You don’t throw for 1,000 yards in a season without spreading the ball around and Greta Helgeson has become a master delegator.
The Service quarterback has a bevy of playmakers in Zoe Witter, Lily Rygh and Nora Simmons to chose from and together they make up one of the most potent offenses in the Cook Inlet Conference.
Despite losing key players to graduation, the Cougars have posted an 8-3 record in the CIC after beating East 13-6 on Tuesday thanks to a cohesive offensive unit molded from hours of working on the field.
“We like to watch the defense and see what works. We also watch a lot of film,” Helgeson said. “Every piece of the puzzle means something. If the chain is lacking it’s going to affect the whole team.”
Helgeson keeps the orchestra humming. The senior captain is the undisputed team leader and takes her role serious on and off the field.
“She leads warm-ups and gets people going,” said Service coach Tony Maldonado.
Helgeson has also taken charge of the offense, throwing for 1,100 yards and 17 touchdowns in 11 games.
“I think that I am just really blessed to have some great receivers,” Helgeson said. “We have a great team and great blockers, and they allow me to have the time to be able to look at the field.”
Witter is a wide receiver who doubles as a safety. “She’s just so incredibly good,” Helgeson said.
Witter and Helgeson hooked up for some fourth-quarter magic against South earlier this season when they connected on a 23-yard touchdown and two-point conversion inside the final 30 seconds as Service pulled out a stunning 14-13 victory.
“Greta is a pocket passer and will pick you a part,” Maldonado said.
Another key receiver for Service is Rygh, who played alongside Helgeson in elementary school. “She has crazy hands and I’m just so glad she joined the sport this year,” said Helgesen.
Coming out of the back field is Simmons, a shifty running back. “She can run like crazy, man,” Helgeson said.
As the QB, Helegeson is more concerned with making first downs than making everyone happy.
“I think they understand it’s about getting open,” she said. “I don’t think anybody gets down on themselves if they don’t get the ball because everybody understands it’s a team effort and it’s all about the team when you play a team sport.”
Helgeson grew up in a football household and eat, drinks and sleeps the sport, down to her Minnesota Vikings pajamas.
“One of my favorite memories is when I was really young and my dad wanted me to get active,” she said, “and so he asked me, ‘Would you rather be a cheerleader or football player?’”
She first joined the Dome league when she was just 7 years old.
“I was a receiver back then,” she said. “It’s always been a big part of my life.
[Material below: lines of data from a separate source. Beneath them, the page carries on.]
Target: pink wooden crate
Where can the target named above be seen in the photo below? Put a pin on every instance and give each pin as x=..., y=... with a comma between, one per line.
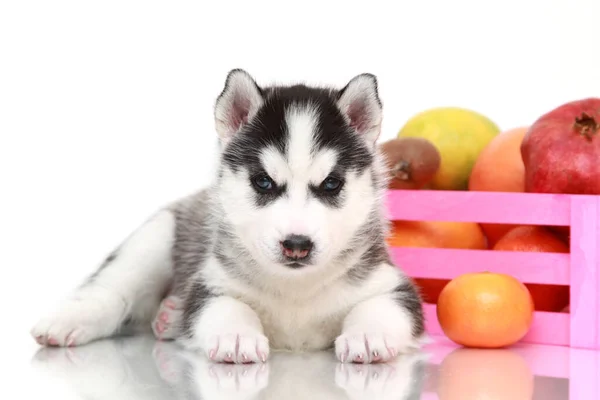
x=580, y=269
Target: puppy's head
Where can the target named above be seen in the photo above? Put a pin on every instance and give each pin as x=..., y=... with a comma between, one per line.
x=300, y=178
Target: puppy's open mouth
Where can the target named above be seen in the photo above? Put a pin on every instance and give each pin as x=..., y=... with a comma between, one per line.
x=295, y=264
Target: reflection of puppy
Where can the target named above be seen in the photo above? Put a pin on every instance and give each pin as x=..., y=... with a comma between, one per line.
x=291, y=376
x=285, y=250
x=120, y=369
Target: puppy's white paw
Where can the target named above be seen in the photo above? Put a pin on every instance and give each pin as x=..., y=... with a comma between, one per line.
x=365, y=348
x=247, y=346
x=166, y=324
x=79, y=321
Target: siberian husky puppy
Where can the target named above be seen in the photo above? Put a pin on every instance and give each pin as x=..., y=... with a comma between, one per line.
x=284, y=250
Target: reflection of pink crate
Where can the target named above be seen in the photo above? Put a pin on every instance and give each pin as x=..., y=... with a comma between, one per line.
x=580, y=269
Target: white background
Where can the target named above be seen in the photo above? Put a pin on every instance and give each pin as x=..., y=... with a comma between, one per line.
x=106, y=106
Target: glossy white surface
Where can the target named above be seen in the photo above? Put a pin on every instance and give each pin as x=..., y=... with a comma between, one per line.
x=141, y=368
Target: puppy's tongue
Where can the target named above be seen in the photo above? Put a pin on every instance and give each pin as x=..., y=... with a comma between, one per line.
x=295, y=253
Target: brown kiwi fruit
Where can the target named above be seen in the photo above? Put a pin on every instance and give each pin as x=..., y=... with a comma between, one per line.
x=412, y=162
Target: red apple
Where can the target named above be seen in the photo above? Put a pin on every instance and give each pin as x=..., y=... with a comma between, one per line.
x=561, y=150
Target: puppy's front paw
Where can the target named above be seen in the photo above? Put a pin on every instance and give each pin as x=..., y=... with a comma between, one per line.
x=247, y=346
x=166, y=324
x=366, y=348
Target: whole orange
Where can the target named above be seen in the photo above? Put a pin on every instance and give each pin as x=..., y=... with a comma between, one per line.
x=538, y=239
x=453, y=235
x=500, y=168
x=441, y=234
x=485, y=310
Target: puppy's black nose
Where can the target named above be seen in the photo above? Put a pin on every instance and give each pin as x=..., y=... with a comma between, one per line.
x=296, y=247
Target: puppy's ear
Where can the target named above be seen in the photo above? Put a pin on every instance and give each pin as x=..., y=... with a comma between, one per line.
x=359, y=102
x=236, y=105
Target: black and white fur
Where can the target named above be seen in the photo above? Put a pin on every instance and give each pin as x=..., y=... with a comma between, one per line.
x=209, y=270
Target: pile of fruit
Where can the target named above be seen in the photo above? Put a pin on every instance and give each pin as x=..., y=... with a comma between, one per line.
x=459, y=149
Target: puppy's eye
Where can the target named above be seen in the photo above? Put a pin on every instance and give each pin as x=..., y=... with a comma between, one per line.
x=331, y=185
x=263, y=183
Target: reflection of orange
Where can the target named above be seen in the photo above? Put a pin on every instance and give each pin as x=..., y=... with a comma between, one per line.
x=474, y=374
x=538, y=239
x=485, y=309
x=499, y=168
x=450, y=235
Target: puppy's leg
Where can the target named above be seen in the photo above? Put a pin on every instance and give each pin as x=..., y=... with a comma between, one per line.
x=379, y=328
x=127, y=287
x=225, y=329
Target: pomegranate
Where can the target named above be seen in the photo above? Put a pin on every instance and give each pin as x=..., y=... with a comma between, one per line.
x=561, y=150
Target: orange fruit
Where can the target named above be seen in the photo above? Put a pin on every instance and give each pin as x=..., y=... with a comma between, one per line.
x=441, y=234
x=500, y=168
x=538, y=239
x=485, y=310
x=453, y=235
x=531, y=238
x=476, y=374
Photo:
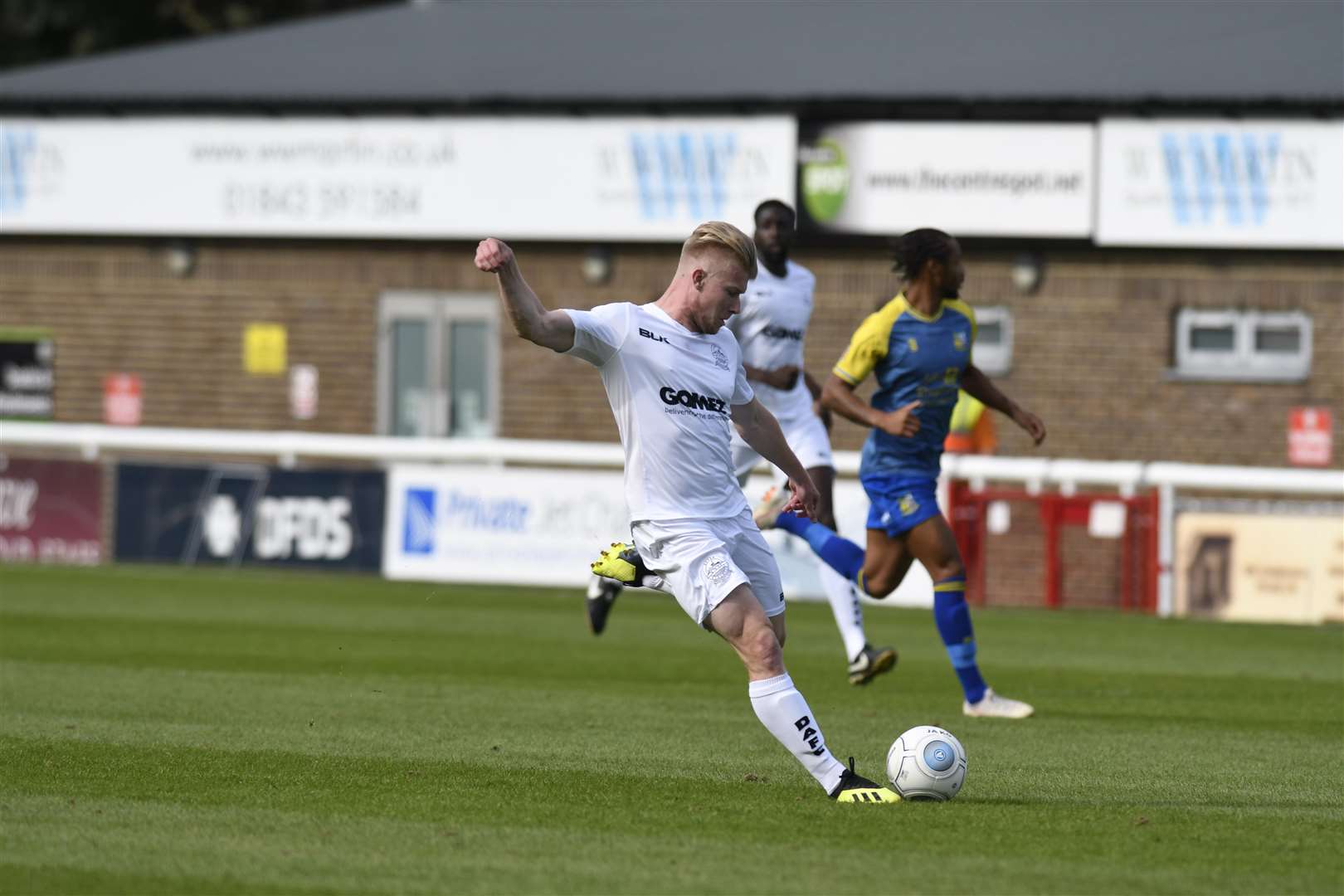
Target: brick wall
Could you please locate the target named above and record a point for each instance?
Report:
(1092, 356)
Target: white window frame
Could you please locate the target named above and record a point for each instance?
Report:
(437, 309)
(1242, 363)
(995, 360)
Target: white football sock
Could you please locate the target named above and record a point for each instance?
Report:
(782, 709)
(845, 605)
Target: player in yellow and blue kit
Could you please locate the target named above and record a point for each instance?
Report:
(918, 348)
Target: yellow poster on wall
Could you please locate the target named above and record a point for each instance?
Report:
(264, 349)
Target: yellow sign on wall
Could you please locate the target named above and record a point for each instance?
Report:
(264, 348)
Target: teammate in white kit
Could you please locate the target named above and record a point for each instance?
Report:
(771, 328)
(675, 382)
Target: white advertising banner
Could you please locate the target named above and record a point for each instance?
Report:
(967, 179)
(514, 525)
(1252, 567)
(533, 178)
(1274, 184)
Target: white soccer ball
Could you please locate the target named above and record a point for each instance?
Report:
(926, 763)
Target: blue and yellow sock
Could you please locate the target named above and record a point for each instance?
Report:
(952, 614)
(841, 555)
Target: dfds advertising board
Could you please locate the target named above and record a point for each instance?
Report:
(257, 514)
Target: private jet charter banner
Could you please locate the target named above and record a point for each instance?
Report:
(410, 178)
(256, 514)
(544, 527)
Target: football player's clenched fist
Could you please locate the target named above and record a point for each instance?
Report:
(492, 256)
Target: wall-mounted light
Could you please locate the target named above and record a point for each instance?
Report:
(180, 258)
(1029, 270)
(597, 265)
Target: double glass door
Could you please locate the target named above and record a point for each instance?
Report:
(438, 366)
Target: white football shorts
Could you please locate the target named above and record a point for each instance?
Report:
(806, 436)
(704, 561)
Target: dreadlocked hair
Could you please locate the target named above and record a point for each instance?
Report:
(918, 247)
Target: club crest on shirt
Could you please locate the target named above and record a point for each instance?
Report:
(715, 570)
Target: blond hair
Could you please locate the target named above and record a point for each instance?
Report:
(723, 236)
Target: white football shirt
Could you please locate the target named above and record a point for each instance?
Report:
(771, 327)
(671, 392)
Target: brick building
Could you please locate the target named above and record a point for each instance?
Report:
(1096, 345)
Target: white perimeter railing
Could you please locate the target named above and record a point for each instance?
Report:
(1127, 477)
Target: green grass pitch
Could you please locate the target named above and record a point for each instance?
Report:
(168, 731)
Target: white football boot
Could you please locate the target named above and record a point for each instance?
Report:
(995, 707)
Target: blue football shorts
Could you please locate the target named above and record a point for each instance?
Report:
(899, 503)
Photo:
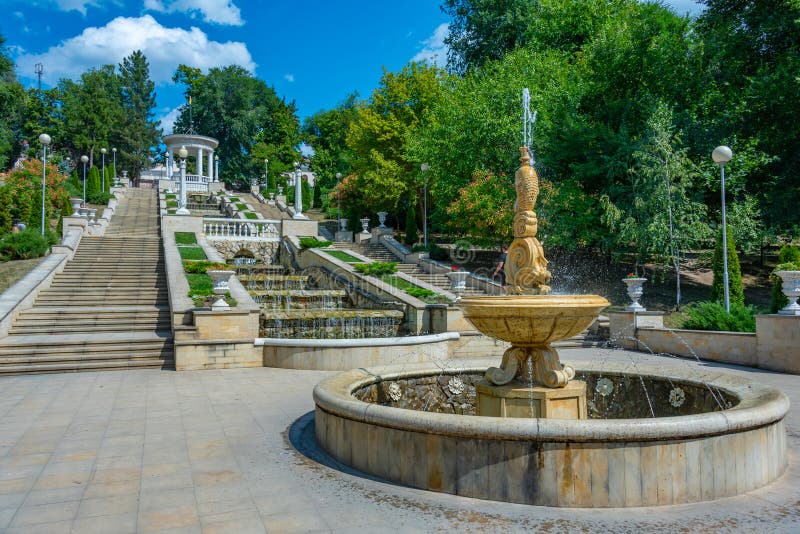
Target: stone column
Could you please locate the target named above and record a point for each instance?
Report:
(199, 162)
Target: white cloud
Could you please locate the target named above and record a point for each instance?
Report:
(168, 120)
(434, 50)
(165, 49)
(217, 11)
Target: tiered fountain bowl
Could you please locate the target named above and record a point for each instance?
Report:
(535, 432)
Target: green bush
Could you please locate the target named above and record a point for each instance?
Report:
(439, 254)
(185, 238)
(735, 288)
(313, 242)
(378, 268)
(201, 266)
(712, 316)
(26, 244)
(192, 253)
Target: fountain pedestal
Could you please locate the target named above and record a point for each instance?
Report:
(517, 399)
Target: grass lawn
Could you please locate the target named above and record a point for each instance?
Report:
(192, 253)
(12, 271)
(344, 256)
(185, 238)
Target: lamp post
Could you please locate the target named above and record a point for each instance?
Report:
(103, 152)
(45, 140)
(84, 159)
(424, 168)
(182, 154)
(298, 193)
(722, 155)
(338, 200)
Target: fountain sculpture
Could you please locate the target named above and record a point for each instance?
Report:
(530, 382)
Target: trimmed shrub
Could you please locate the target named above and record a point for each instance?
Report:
(712, 316)
(313, 242)
(26, 244)
(201, 266)
(736, 290)
(378, 268)
(185, 238)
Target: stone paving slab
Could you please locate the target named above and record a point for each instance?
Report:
(209, 451)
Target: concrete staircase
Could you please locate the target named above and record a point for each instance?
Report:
(378, 252)
(108, 308)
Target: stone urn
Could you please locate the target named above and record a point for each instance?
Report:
(791, 288)
(382, 219)
(635, 292)
(458, 281)
(220, 286)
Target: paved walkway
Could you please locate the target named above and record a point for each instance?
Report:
(209, 451)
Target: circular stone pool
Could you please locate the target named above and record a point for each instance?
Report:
(690, 438)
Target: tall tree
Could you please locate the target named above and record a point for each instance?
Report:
(140, 133)
(250, 120)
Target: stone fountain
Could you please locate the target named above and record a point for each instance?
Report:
(530, 382)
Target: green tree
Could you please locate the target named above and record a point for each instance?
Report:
(140, 132)
(386, 175)
(735, 288)
(249, 119)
My dad likes football and my brother played football from pop warner to high school to college.”
Older brother Henry starred at Service before going off to Valparaiso University, where he was a receiver for a couple years. Henry played in a role in his sister’s development as a signal caller, running routes with her and sharing his insight on the gridiron.
“He’s helped make me better,” Helgeson said.